I am sorry to report that uncompyle6 right now is pretty weak here. However weak, it is much better than any other Python decompiler out there.
In the decompiler business, sometimes you don't have to be perfect to be helpful. For example, if I am using a decompiler to find out where I was when a program crashed, well, I just need to understand a narrow region of code. And it doesn't have to be totally exact as long as I get the idea. After all, the current technology for error reporting is simply "you have an error somewhere on or around line n". That is, if there is in fact a line n in a source file that can be found. Likewise if you are trying to reverse engineer some code that you don't have the source to, perhaps to understand a game board data structure you want to change, then again, the translation doesn't have to be exact for you to accomplish your goal.
And perhaps that's partly the reason why, as judged by github ratings, both pycdc and the various unmaintained uncompyle/decompyle forks currently have high ratings. uncompyle6 is also the newcomer to the scene, so it has taken a while for it to get the the current level of popularity. The first 3 or 4 years it was ranked behind the others.
In sum, pycdc is a relatively small, relatively compact (for the job it needs to do) single package. That's its virtue. But it is also its disadvantage when up against something as large, ugly, and ever changing as Python. Shortly after it was created, it worked probably about as good as it ever will. But over time I don't expect the pycdc situation to get better given the current flux of Python. It is already showing signs of decay starting in Python 3.5 and the upheavals in code generation of 3.6 and 3.7. There is no reason it couldn't be fixed up for those versions, but it would mean adding a lot of complexity.
Perhaps it better would be just to split off a new version of pycdc for 3.5 and beyond.

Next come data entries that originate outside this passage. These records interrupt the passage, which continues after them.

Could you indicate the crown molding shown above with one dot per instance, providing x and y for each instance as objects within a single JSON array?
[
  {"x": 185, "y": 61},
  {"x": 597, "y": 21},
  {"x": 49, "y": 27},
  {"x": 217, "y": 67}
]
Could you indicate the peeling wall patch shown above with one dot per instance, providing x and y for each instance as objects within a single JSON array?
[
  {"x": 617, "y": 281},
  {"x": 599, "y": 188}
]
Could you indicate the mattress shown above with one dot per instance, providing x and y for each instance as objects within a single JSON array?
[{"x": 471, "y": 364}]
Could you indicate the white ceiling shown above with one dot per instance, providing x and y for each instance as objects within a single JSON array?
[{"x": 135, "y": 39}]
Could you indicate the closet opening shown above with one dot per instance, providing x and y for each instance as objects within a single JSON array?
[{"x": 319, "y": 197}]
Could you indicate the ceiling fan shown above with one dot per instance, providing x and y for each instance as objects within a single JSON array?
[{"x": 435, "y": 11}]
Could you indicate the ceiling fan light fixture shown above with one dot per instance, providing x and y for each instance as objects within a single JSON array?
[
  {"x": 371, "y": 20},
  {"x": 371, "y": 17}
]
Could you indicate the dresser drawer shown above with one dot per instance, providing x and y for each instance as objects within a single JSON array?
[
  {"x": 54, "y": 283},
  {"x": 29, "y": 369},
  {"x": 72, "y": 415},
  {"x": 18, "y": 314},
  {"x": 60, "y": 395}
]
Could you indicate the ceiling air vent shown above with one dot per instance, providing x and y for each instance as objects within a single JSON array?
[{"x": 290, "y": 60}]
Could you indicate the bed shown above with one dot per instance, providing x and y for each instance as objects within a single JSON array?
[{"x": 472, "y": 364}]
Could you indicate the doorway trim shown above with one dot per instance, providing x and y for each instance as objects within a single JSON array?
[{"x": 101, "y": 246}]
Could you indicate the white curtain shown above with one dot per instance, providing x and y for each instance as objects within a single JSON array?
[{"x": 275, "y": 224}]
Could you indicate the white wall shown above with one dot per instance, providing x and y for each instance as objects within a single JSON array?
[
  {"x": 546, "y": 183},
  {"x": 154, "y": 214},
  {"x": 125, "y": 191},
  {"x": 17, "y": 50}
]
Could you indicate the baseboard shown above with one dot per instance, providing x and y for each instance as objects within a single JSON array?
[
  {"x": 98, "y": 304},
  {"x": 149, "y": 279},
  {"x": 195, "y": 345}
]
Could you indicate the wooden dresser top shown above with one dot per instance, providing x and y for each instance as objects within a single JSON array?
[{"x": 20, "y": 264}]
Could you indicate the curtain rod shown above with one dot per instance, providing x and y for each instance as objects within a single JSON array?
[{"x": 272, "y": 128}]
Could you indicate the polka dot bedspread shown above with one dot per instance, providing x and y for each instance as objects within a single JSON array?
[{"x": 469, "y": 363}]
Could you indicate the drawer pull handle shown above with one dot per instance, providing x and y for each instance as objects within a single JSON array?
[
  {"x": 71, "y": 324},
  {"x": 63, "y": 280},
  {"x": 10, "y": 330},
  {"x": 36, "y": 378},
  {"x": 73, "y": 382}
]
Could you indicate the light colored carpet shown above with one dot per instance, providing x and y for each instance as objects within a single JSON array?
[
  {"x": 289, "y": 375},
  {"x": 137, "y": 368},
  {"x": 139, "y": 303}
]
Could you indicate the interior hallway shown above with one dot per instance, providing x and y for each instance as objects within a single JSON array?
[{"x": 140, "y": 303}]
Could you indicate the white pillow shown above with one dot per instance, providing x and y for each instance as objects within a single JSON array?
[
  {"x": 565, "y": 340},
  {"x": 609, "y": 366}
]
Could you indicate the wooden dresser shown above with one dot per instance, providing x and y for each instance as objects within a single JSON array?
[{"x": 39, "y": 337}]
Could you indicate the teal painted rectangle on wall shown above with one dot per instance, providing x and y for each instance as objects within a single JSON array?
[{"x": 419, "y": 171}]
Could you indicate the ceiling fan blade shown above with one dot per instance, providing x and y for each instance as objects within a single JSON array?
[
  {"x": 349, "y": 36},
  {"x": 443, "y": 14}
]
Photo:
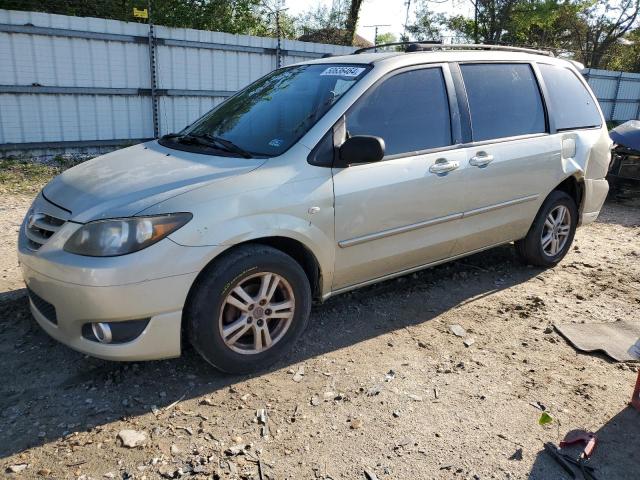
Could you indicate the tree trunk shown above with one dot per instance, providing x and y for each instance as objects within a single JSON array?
[{"x": 352, "y": 21}]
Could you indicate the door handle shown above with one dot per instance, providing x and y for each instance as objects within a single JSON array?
[
  {"x": 443, "y": 165},
  {"x": 481, "y": 160}
]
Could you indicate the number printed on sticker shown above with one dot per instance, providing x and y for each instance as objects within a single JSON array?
[{"x": 343, "y": 71}]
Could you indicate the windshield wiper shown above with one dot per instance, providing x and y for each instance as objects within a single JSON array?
[
  {"x": 208, "y": 141},
  {"x": 229, "y": 145},
  {"x": 213, "y": 142}
]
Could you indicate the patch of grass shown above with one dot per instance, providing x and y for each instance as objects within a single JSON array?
[{"x": 25, "y": 177}]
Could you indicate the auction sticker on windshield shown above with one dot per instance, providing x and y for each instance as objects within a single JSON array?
[{"x": 343, "y": 71}]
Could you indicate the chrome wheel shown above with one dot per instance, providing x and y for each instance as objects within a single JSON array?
[
  {"x": 556, "y": 230},
  {"x": 257, "y": 313}
]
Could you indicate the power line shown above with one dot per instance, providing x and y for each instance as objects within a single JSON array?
[{"x": 375, "y": 35}]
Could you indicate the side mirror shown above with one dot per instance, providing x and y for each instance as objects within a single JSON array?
[{"x": 360, "y": 149}]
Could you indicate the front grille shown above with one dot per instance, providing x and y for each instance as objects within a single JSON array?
[
  {"x": 39, "y": 227},
  {"x": 44, "y": 307}
]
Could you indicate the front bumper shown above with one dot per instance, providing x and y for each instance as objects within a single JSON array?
[
  {"x": 150, "y": 284},
  {"x": 160, "y": 300}
]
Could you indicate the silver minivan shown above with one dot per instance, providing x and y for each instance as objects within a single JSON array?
[{"x": 316, "y": 179}]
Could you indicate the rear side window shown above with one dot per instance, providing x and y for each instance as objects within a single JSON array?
[
  {"x": 572, "y": 106},
  {"x": 504, "y": 100},
  {"x": 409, "y": 111}
]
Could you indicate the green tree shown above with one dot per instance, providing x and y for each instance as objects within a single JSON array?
[
  {"x": 428, "y": 26},
  {"x": 232, "y": 16},
  {"x": 625, "y": 55},
  {"x": 386, "y": 37},
  {"x": 335, "y": 24},
  {"x": 599, "y": 28}
]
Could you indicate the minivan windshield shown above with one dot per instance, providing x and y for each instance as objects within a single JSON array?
[{"x": 270, "y": 115}]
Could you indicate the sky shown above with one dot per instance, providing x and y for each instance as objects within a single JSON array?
[{"x": 385, "y": 12}]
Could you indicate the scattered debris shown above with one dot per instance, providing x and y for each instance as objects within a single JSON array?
[
  {"x": 356, "y": 423},
  {"x": 235, "y": 450},
  {"x": 373, "y": 391},
  {"x": 132, "y": 438},
  {"x": 538, "y": 405},
  {"x": 545, "y": 418},
  {"x": 297, "y": 377},
  {"x": 369, "y": 475},
  {"x": 517, "y": 455},
  {"x": 457, "y": 330},
  {"x": 261, "y": 415},
  {"x": 17, "y": 468}
]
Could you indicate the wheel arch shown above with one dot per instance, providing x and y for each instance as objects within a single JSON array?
[
  {"x": 297, "y": 250},
  {"x": 574, "y": 187}
]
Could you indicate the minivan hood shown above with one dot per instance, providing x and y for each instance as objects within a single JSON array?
[{"x": 127, "y": 181}]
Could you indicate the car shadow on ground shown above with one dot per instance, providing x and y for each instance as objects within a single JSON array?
[
  {"x": 617, "y": 448},
  {"x": 48, "y": 391}
]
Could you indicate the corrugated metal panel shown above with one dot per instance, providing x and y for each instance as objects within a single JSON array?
[{"x": 42, "y": 58}]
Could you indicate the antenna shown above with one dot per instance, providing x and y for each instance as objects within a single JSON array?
[
  {"x": 375, "y": 32},
  {"x": 279, "y": 7},
  {"x": 406, "y": 20}
]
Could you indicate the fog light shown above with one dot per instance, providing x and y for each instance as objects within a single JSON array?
[
  {"x": 114, "y": 332},
  {"x": 102, "y": 332}
]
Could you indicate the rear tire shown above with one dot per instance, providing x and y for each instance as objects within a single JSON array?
[
  {"x": 248, "y": 309},
  {"x": 551, "y": 233}
]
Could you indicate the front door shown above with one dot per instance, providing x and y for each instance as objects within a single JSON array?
[{"x": 403, "y": 211}]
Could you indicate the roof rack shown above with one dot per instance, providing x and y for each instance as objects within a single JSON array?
[
  {"x": 397, "y": 44},
  {"x": 439, "y": 46}
]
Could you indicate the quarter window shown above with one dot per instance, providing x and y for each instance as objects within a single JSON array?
[
  {"x": 571, "y": 103},
  {"x": 409, "y": 111},
  {"x": 504, "y": 100}
]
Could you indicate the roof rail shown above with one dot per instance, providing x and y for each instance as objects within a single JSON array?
[
  {"x": 397, "y": 44},
  {"x": 439, "y": 46}
]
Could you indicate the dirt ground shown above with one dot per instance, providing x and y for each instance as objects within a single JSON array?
[{"x": 378, "y": 387}]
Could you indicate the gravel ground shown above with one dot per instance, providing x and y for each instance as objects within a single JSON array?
[{"x": 378, "y": 387}]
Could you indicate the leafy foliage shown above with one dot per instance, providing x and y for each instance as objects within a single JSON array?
[{"x": 588, "y": 30}]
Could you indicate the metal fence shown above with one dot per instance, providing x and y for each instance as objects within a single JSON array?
[
  {"x": 69, "y": 83},
  {"x": 618, "y": 93}
]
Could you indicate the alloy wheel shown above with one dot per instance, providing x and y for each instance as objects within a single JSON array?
[
  {"x": 257, "y": 313},
  {"x": 556, "y": 230}
]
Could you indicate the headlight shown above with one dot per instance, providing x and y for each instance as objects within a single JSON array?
[{"x": 119, "y": 236}]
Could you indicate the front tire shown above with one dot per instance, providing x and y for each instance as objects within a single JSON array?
[
  {"x": 551, "y": 233},
  {"x": 248, "y": 309}
]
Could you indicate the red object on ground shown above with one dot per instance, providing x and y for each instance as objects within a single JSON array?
[
  {"x": 635, "y": 399},
  {"x": 581, "y": 436}
]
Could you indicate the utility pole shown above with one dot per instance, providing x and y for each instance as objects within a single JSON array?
[
  {"x": 475, "y": 22},
  {"x": 153, "y": 73},
  {"x": 276, "y": 11},
  {"x": 406, "y": 20},
  {"x": 375, "y": 32}
]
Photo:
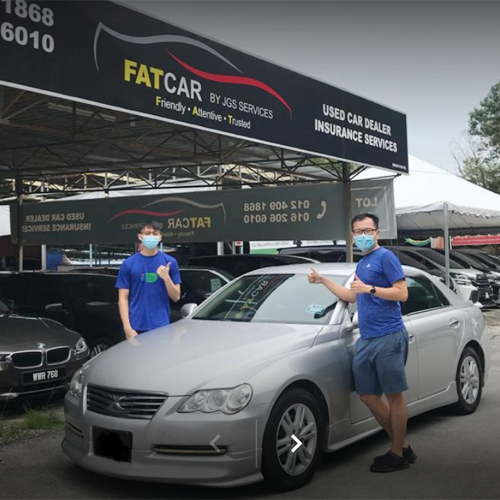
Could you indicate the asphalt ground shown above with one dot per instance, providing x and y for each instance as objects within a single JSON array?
[{"x": 458, "y": 457}]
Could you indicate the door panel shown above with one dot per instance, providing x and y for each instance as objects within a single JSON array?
[
  {"x": 438, "y": 329},
  {"x": 438, "y": 334},
  {"x": 359, "y": 411}
]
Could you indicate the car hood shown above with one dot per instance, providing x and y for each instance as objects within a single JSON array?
[
  {"x": 20, "y": 333},
  {"x": 193, "y": 354},
  {"x": 472, "y": 273}
]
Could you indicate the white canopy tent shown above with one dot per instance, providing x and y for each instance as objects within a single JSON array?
[
  {"x": 4, "y": 220},
  {"x": 431, "y": 200}
]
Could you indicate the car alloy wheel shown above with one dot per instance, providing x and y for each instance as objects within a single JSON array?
[
  {"x": 296, "y": 413},
  {"x": 469, "y": 380},
  {"x": 297, "y": 421}
]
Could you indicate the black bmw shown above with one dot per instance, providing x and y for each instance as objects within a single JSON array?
[{"x": 37, "y": 356}]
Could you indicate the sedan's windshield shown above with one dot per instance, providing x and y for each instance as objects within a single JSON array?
[
  {"x": 272, "y": 298},
  {"x": 440, "y": 259}
]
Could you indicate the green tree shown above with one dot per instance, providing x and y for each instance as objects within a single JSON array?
[
  {"x": 484, "y": 121},
  {"x": 481, "y": 172},
  {"x": 479, "y": 160}
]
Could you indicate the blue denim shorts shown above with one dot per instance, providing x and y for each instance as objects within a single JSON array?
[{"x": 379, "y": 364}]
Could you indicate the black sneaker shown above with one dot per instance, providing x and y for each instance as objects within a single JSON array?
[
  {"x": 408, "y": 453},
  {"x": 390, "y": 463}
]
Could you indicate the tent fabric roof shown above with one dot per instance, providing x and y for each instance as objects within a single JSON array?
[
  {"x": 4, "y": 221},
  {"x": 420, "y": 199}
]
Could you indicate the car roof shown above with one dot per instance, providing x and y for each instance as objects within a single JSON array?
[{"x": 337, "y": 268}]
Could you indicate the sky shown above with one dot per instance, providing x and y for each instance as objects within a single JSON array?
[{"x": 433, "y": 60}]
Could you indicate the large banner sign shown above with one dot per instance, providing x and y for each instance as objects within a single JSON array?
[
  {"x": 107, "y": 54},
  {"x": 302, "y": 212}
]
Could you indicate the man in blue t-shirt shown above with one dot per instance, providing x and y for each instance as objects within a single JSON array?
[
  {"x": 379, "y": 363},
  {"x": 147, "y": 281}
]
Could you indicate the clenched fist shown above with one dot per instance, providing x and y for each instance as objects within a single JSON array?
[
  {"x": 163, "y": 271},
  {"x": 315, "y": 276}
]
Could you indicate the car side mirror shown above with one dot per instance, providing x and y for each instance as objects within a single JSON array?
[
  {"x": 58, "y": 307},
  {"x": 187, "y": 309},
  {"x": 354, "y": 323}
]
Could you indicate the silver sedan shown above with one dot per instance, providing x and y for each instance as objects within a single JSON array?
[{"x": 256, "y": 382}]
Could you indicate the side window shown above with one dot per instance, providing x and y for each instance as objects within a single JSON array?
[
  {"x": 425, "y": 262},
  {"x": 199, "y": 285},
  {"x": 422, "y": 296}
]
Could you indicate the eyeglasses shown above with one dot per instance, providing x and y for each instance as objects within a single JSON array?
[{"x": 368, "y": 231}]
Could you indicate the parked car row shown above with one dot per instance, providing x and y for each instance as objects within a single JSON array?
[
  {"x": 86, "y": 300},
  {"x": 475, "y": 275},
  {"x": 261, "y": 362},
  {"x": 37, "y": 356}
]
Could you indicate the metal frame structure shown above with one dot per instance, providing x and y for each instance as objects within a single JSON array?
[{"x": 54, "y": 147}]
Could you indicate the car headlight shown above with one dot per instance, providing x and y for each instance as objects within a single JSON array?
[
  {"x": 76, "y": 387},
  {"x": 80, "y": 347},
  {"x": 228, "y": 401}
]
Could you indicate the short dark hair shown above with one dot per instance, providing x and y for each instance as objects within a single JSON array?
[
  {"x": 360, "y": 217},
  {"x": 155, "y": 226}
]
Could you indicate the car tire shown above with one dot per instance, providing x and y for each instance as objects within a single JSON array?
[
  {"x": 282, "y": 469},
  {"x": 469, "y": 381},
  {"x": 100, "y": 344}
]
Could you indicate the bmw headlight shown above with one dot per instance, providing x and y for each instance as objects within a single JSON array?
[
  {"x": 80, "y": 347},
  {"x": 461, "y": 279},
  {"x": 228, "y": 401},
  {"x": 76, "y": 387}
]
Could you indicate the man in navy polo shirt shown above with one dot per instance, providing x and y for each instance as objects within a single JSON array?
[
  {"x": 147, "y": 281},
  {"x": 381, "y": 351}
]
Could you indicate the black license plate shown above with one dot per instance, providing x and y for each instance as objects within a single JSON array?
[
  {"x": 43, "y": 376},
  {"x": 116, "y": 445}
]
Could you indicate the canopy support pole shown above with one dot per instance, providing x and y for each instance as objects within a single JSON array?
[
  {"x": 19, "y": 200},
  {"x": 349, "y": 256},
  {"x": 446, "y": 217}
]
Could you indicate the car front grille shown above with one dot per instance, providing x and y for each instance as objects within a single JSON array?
[
  {"x": 27, "y": 359},
  {"x": 124, "y": 404},
  {"x": 58, "y": 355},
  {"x": 474, "y": 296}
]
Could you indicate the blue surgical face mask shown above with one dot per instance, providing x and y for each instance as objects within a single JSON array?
[
  {"x": 365, "y": 242},
  {"x": 150, "y": 242}
]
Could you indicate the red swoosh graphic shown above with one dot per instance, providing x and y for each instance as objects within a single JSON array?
[
  {"x": 145, "y": 212},
  {"x": 238, "y": 80}
]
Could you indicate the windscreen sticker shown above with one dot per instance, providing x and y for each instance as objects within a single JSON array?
[
  {"x": 215, "y": 284},
  {"x": 315, "y": 309}
]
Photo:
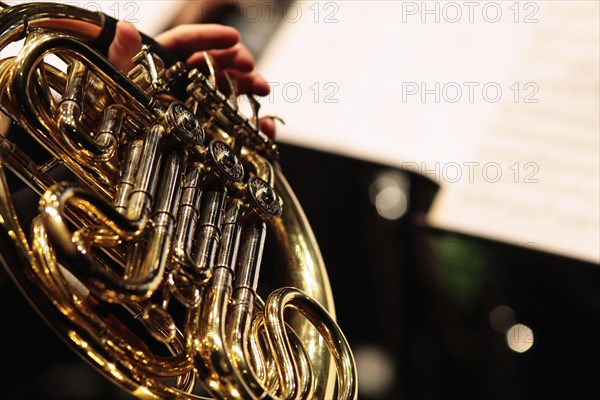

But as Python code generation improves, even doing just this gets harder.
uncompyle6 attempts to handle these upheavals by ever painful refactoring.
pycdc has a number of bugs. If you look at the issues list, there are over 60 or so distinct classes of bugs. I doubt this will be fixed anytime soon. But does it matter? Popularity statistics suggest not.
uncompyle6 has a number of bugs too, but it is serious about fixing them. But that has meant a lot more effort and testing machinery (3 different CI services and 3 or for different classes of tests). And a lot more complexity.